I'm pretty late applying, and I know that the good money goes to the early birds.  I'm writing scholarship essays like nobody's business.  If anyone has an award winning essay they would like to part with for a small fee . . . email me.  Just kidding.  Well, not really.  Sort of.

Naturally, I'm starting to reflect back on what homeschooling and the strange progression of the last few months has meant to both of us.  Baby Boy is taking it all in stride.  I'm having mini breakdowns three or four times a day, LOL.  I'm all about the feelings.

The real light bulb moment came when I was writing an application essay.  They wanted to know my background and interests and how I came to be in the position to apply for entrance to their school.  As I sat in front of the keyboard grasping for some order in my crazy life, it suddenly hit me!

All of those years, I thought I was teaching him, but it really has become something of a paradox.  I have learned so much from him over the years.  He has taught me to have patience with those who are less capable than I am.  He taught me to slow down and relish the process instead of rushing to the reward.  He taught me that when someone doesn’t understand what I am saying, it is unacceptable to simply repeat.  I have to think hard and actually find a new, different and innovative way to express myself.  He taught me that when in an impossible situation, giving up is not an option.  Creative crisis management is always in order.  Most importantly, he has given me a love of learning.  When I was younger, I was a good student, but not an enthusiastic one.  I have learned in these few years that learning is not only necessary but it is fun.  An adventure, if you will. 

It was such an amazing journey that he and I shared.  Now it is time for us to both fulfill our own individual educational goals.  I will always be proud of him and I hope he is proud of me as well.   
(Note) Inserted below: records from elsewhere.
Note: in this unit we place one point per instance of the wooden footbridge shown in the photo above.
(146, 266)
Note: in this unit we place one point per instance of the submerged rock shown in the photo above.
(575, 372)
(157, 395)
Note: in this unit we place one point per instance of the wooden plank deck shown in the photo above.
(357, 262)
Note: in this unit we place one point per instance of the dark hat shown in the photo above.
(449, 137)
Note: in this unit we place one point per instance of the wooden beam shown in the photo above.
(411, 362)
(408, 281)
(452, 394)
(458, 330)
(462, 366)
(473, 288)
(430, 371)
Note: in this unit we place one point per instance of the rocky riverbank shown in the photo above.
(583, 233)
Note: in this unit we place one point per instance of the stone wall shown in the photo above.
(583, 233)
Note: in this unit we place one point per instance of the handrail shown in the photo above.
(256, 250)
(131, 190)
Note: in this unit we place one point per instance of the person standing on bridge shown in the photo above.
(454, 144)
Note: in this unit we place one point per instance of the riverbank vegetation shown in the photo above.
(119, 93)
We'll be attending a small graduation party this weekend.  I'm going to see if I can cry all week so that I run out of tears and don't embarrass both him and myself at the party.   Wish me luck with that, LOL.


Until next time . . .

Wednesday, May 19, 2010

Nothing Turns to Something

I have been sooooooooo busy doing absolutely nothing! 

It's been wonderful!  Fabulous!  Incredible!
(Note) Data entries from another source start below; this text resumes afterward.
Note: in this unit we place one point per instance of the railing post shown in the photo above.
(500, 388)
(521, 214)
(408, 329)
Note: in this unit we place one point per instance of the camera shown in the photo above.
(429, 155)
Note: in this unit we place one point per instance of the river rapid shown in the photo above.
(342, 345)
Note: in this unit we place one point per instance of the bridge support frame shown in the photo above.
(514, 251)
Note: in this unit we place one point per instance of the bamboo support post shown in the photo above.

Of course today I'm starting my housework, paperwork, all that fun (NOT!) stuff I've been neglecting so far this week.  But it certainly has been fun-filled neglectful few days.

Oh, I'm short on words because I'm dieting.  The words I'm really feeling aren't appropriate for daytime viewing. 
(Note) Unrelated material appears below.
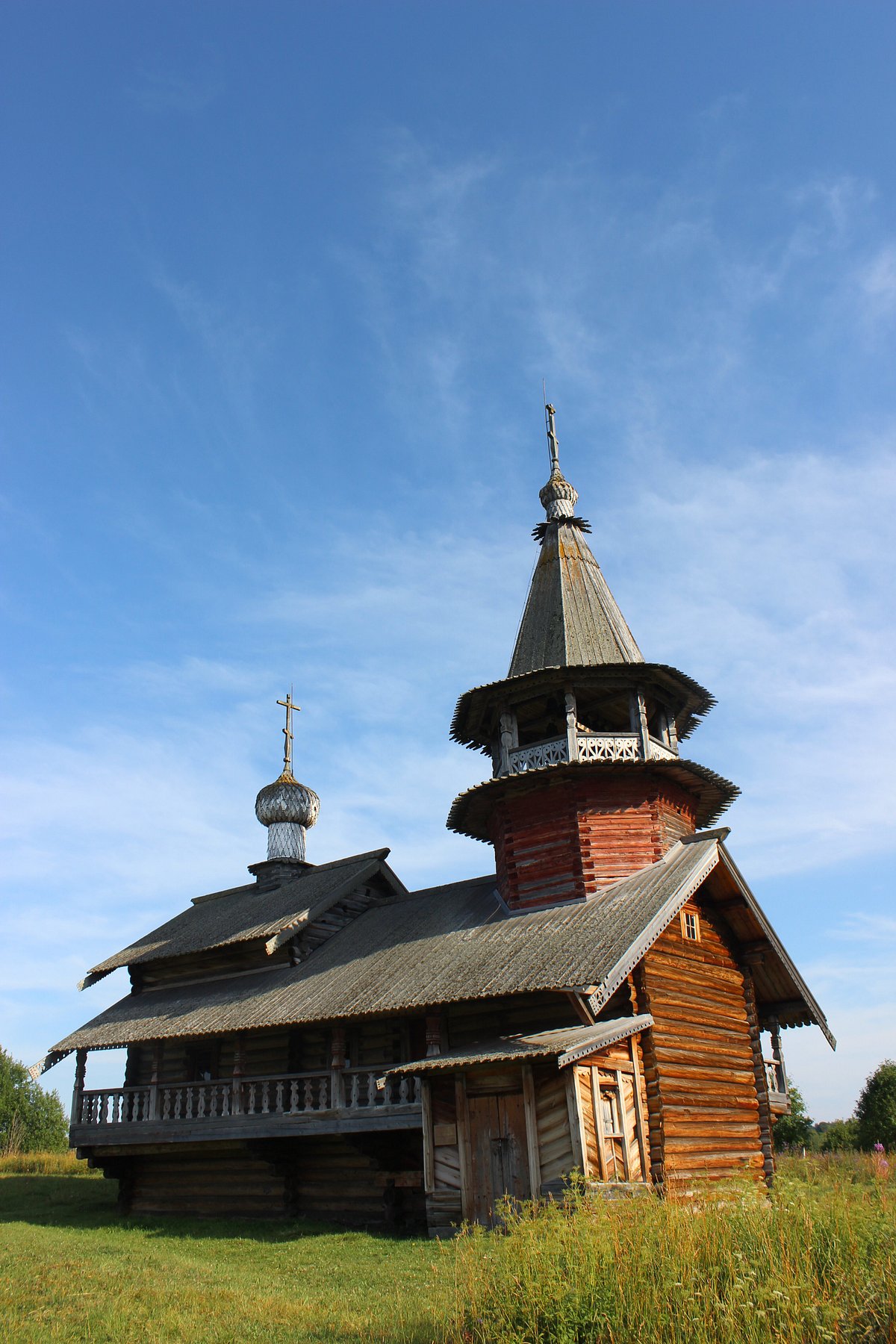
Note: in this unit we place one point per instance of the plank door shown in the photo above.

** Email me later on tonight . . . and I'll give you a scathing review of how I feel about dieting, LOL.**

Have a Wonderful Wednesday!

Until next time . . .

Friday, May 14, 2010

The Beginning? The End? I'm Not Sure.

Today is the last day of the semester.

Baby Boy and I have given everything we have to give.  E.V.E.R.Y.T.H.I.N.G.

This has been such a learning experience for both of us.

Baby Boy with it being his first time in a classroom in ages . . . since elementary school.  Dealing with personalities that aren't his or mine or Mom #2's.  Dealing with much stricter deadlines and expectations than I gave him.  I've really tried to prepare him, but Mom is Mom.  If you aren't there yet, you'll know what I mean soon.  You can do all the hard work and still have a little shock.  Actually you can have a lot of shock.  Trust Me.

As for myself, I haven't been in school in almost twenty years and I am learning how to deal with EVERYTHING.  I can't begin to tell you how different it is squeezing school and homework and studying in with all my regular Motherly and Wifely duties.  I think I may be delirious.  I'm not sure yet.  I'll let you know later, LOL.  I'm dealing with shock too.  Maybe more than Baby Boy.  Who's to say?

RIGHT NOW we are both sitting at the computer like fiends and hitting refresh, refresh, refresh, waiting for final grades to come in.  We're both cautiously optimistic.  We've worked hard.  That's what really matters.

Right?

Well, that AND making all As.

I know.  I have a problem.


It should be a great two weeks . . . you know . . . until Summer Session begins. 


Until next time . . .

Wednesday, May 5, 2010

Lettuce Ole'

Mom #2 enjoyed her first harvest of the season this morning.   I don't touch the garden, because we want it to grow . . . not die.  I have the worst luck with plants. 

See how lovely the lettuce looks?
She picked out the biggest prettiest one to bring inside.

We're going to shred it on some yummy tacos for our Cinco De Mayo dinner tonight!